In my research, I found every major gang leader from the 1920s through the 1980s talked normally and usually politely. Almost all of these top gangsters were in power before the advent of primary elections, when each political party selected a single candidate for each office privately behind closed doors. Many of the top gangsters in this era were powerful political leaders in their districts, and they always dealt with their voters and their problems helpfully and with understanding. Besides, what politician, law enforcer, prosecutor, judge, businessman, or union leader would seek out and make a business arrangement with a gang leader who constantly threatened and bullied them like a stereotypical Hollywood gangster? The dark, evil side of these criminals surfaced for the world to see only when they were threatened, or when those who exploited or took advantage of innocent victims, or attacked gangland competitors, were carrying out their terrible crimes.

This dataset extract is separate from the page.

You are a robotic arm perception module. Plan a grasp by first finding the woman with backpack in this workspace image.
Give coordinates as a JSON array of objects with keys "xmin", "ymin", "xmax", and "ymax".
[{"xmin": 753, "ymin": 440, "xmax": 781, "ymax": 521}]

Gary Jenkins responded to this Blog post. This former long-time Detective, who spent his career fighting organized crime, agreed with my point above but with very different and such effective imagery. “That is exactly what I want folks to understand, the skillful mob bosses are not cartoon figures. They are real people who talk and react like most of us. They make thoughtful decisions after careful consideration.” Wow! I had never thought about Hollywood’s presentation of gangsters as cartoon characters, but unfortunately that is really the way our film industry, during its first century of existence, has depicted the horrible exploitation and brutality of our worst criminal element.